Testing real-time LED display with algorithmic model prototypes.

The robot is programmed utilizing a novel Unity-based animation learning environment developed at VCU for this project. Accessible via mixed reality headset or smartphone, Magnaforma collaborators see a full-size, virtual twin robot with movements overlaid in real-time on its real-world counterpart.

Shawn Brixey tests programming environment for small collaborative robot prototyping system via mixed reality head-set and custom spatial computing interface developed at VCU for Magnaforma. System allows arm and hand gestures to choreograph and edit the robot's movement virtually then replay the movement in “real-space” mapped to the real world robotic arm at any scale.

Using gestural arm and hand movements (like moving a mouse in space rather than on a flat desk) the system allows one to create and edit complex choreographed movements of the robot in real-time, record them and play them back in the real-world. NASA data repurposed for this installation allows the robot - using AI - to imaginatively interpret space creating a highly accurate but fantastically abstracted landscape of Mars.

Magnaforma can be seen through the lens of many movements and experimental arts lineages that inform media arts practice. Artistically, it honors and seeks to expand the meditative and romantic monumentality of Robert Smithson, deepen the perceptual psychology explored by James Turrell, build on the algorithmic spaces of Maya Lin, and the computational choreography of William Forsythe.

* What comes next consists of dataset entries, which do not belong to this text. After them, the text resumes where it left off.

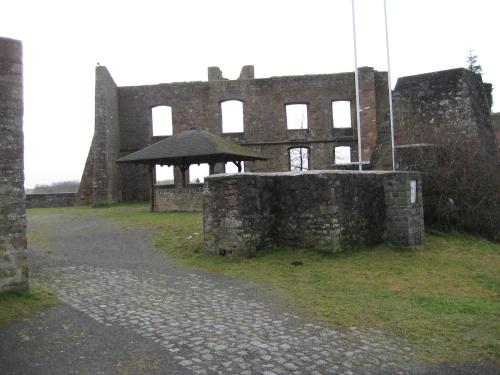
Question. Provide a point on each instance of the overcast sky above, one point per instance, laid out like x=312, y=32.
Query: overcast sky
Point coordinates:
x=149, y=42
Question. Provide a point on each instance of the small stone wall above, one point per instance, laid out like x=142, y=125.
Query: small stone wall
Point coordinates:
x=328, y=210
x=13, y=265
x=46, y=200
x=170, y=198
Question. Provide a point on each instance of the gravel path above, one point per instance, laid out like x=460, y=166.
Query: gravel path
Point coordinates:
x=128, y=310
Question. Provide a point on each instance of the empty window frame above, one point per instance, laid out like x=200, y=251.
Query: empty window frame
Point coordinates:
x=341, y=113
x=342, y=154
x=197, y=173
x=162, y=120
x=296, y=116
x=299, y=159
x=230, y=167
x=164, y=175
x=232, y=116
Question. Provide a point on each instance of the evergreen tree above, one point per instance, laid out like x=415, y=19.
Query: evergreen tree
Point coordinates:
x=472, y=64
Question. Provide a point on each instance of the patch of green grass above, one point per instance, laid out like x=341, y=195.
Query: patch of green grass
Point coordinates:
x=20, y=304
x=444, y=298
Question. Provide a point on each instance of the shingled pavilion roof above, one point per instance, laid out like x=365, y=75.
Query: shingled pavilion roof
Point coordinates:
x=193, y=146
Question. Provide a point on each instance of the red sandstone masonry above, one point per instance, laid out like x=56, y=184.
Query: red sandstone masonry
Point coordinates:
x=13, y=265
x=197, y=104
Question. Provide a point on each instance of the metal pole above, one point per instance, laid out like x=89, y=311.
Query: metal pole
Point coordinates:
x=356, y=79
x=390, y=85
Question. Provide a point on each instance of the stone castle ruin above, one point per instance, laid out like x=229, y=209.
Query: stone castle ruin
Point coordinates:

The project is equally indebted to the disciplines of science and engineering. Though creative problem solving is different between the fields of inquiry, Magnaforma weaves together a unique collaboration that shares a sense of awe, wonder, and critical engagement with the world, the future, and ourselves in it. The discovery, technical challenges, and invention required to realize the project provide a unique environment of intellectual communion for explorers at the intersection of art and technology.

The success of our collaboration and our aim to broaden access and creative involvement align with the NEA's objectives for media arts projects. These goals include integrating arts with technology, bridging digital divides, fostering digital imagination and literacy, and enhancing computer science engagement within local communities and the arts.

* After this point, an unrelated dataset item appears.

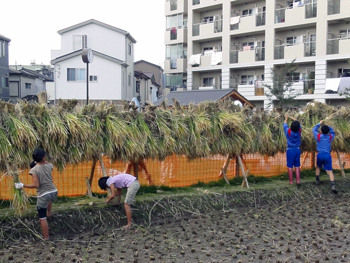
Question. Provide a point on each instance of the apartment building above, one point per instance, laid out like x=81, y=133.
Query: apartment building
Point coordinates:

Graduate student, Miles Popiela shares the art and science behind Magnaforma with Richmond Public School students. Magnaforma received the Computer Science Award at the prestigious VCU College of Engineering 2023 Design EXPO. The annual EXPO showcases more than 90 design competitors across multiple engineering disciplines. Jurors represent science and creative industries, government, military, academia and medicine.

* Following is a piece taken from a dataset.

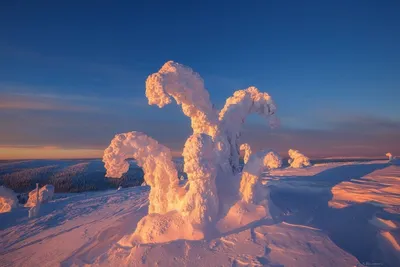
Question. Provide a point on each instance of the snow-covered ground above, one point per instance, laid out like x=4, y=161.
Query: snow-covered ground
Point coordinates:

Bucknell University, in Lewisburg, Pennsylvania and Louisiana State University, in Baton Rouge will host the inaugural exhibitions of Magnaforma. Each exhibition includes public programs, workshops and opportunities for community members to explore the creative coding environment, robotic equipment and museum context to shape their own ideas that will be presented/performed as a collaborative part of the project through Open-Access weekends and formal campus class curriculum.

LSU Museum of Art, Shaw Center for the Arts, Baton Rouge, Louisiana

Scholarly lectures on robotics and AI, creator days for university students, guided tours for K-12 students, and a color catalog are included. Each museum hosts approximately 25,000 visitors annually and engages in significant outreach to underserved communities. The campuses ensure that all exhibitions are accessible, laid out to accommodate wheelchairs, with relevant printed in accessible fonts and sizes, etc.